No man has solved the mystery of the universe. No man has solved that greater mystery, himself. No man knows why we are victims: why man is caught here on this little grain of congealed sun-spark like a rat in a trap. And no tragedy-writer can do aught than present the case as it stands, weaving the elements of life into this plot, and watching with tearless eye the engulfing of his marionettes in the black whirlpools of chance even as the gods watched with tearless eyes the processes of generation and evanescence on the earth.

Æschylus, Euripedes, Sophocles, Shakespeare and Ibsen have in their conceptions of the drama stood nearest to the gods. What the Greeks saw as Destinty and Shakespeare saw as Fatality, Ibsen saw as Law. They were as impersonal in their treatment of the ageless tragedy which we here enact as brains can possibly be [235] that have not yet slashed all the ligatures that link them to personality.

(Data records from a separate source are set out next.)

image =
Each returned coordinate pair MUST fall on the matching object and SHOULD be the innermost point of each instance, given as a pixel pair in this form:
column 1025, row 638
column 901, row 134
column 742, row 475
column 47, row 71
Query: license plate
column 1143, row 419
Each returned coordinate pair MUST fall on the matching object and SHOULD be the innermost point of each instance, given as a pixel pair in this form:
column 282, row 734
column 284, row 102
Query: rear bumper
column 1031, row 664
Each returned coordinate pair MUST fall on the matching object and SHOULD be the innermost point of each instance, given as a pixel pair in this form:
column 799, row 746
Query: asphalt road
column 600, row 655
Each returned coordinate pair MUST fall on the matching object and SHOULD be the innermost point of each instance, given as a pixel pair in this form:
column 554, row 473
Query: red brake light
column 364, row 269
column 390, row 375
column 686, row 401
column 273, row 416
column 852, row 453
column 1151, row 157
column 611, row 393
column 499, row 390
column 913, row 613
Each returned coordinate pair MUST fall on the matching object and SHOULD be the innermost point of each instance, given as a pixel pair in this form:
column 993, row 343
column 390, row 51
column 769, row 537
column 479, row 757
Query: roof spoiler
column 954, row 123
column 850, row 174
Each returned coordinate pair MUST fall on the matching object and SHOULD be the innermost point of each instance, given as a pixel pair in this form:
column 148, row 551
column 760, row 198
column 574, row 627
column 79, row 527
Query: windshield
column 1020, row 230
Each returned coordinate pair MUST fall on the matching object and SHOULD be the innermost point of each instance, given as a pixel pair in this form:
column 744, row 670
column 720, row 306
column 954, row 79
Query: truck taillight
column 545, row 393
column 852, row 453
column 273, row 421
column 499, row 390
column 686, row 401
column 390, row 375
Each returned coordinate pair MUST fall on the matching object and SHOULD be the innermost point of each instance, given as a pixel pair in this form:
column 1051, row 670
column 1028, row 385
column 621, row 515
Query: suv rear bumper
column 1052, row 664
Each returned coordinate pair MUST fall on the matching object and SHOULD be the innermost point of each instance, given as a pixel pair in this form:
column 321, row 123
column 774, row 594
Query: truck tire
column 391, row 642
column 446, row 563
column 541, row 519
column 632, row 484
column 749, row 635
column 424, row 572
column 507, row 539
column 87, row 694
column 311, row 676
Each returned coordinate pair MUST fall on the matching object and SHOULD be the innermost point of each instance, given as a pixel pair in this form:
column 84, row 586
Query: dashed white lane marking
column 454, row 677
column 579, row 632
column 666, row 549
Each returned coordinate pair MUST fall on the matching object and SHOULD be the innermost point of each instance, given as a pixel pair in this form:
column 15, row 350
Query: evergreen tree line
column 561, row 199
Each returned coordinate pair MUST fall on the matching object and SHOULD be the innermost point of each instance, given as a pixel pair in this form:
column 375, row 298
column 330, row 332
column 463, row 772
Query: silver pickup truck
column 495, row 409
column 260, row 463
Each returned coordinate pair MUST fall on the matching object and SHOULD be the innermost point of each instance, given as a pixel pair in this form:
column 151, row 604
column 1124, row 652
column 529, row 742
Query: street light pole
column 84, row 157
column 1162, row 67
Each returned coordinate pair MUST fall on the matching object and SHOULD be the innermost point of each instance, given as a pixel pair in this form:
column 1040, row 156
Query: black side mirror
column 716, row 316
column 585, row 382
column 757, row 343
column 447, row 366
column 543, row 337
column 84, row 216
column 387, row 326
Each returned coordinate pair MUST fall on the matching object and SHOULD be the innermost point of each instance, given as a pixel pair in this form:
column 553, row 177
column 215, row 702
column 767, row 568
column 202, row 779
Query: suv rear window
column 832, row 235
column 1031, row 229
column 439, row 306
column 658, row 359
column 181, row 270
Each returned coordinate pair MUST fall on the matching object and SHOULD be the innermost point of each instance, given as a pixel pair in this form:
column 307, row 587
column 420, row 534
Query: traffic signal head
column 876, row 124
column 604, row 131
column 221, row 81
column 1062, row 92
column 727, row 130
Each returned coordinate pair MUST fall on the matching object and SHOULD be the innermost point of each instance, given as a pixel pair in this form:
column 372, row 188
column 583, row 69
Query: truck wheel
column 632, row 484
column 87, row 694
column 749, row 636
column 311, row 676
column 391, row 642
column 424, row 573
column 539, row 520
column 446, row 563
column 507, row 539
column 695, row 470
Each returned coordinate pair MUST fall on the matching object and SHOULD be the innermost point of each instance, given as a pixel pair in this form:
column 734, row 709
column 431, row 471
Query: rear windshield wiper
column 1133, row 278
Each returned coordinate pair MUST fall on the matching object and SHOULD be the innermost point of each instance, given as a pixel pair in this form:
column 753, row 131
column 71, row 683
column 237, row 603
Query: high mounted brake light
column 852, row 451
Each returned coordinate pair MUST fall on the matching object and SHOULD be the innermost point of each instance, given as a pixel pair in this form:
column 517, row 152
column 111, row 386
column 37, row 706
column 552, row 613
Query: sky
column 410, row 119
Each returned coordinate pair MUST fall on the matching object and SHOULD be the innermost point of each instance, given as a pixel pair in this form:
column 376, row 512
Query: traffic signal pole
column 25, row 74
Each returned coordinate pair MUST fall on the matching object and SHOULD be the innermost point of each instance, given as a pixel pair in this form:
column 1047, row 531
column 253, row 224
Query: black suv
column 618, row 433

And when we have understood to the last gesture the philosophic import of such figures as Prometheus, Œdipus, Antigone, Electra, Macbeth, Hamlet, Lear, Oswald Alving, Brand, and Master Solness we have grasped the inner significance of life itself and stand on the very last horizon of all possible knowledge.

Benjamin de Casseres.

Notes

Republished in The Papyrus, January 1909. Some minor stylistic differences occur:

  • The theatre IS life. > The theatre is life.
  • mirror of Intellect: life > mirror of Intellect; life
  • godlike outreachings. > godlike outreachings!
  • we are victims: why man > we are victims; why man
  • into this plot > into his plot
  • Æschylus > Eschylus
  • and Ibsen have > and Ibsen, have
  • as brains can possibly be > as men can be
  • Œdipus > Edipus
  • and Master Solness we > and Master Solness, we
  • and stand on the very last horizon of all possible knowledge > [deleted]

On Sept. 11, 1907, the Los Angeles Herald lists this article amongst noteworthy articles in “Late Magazines” (p. 10).

…and Benjamin de Casseres contributes a clever paper on the subject of the stage instinct.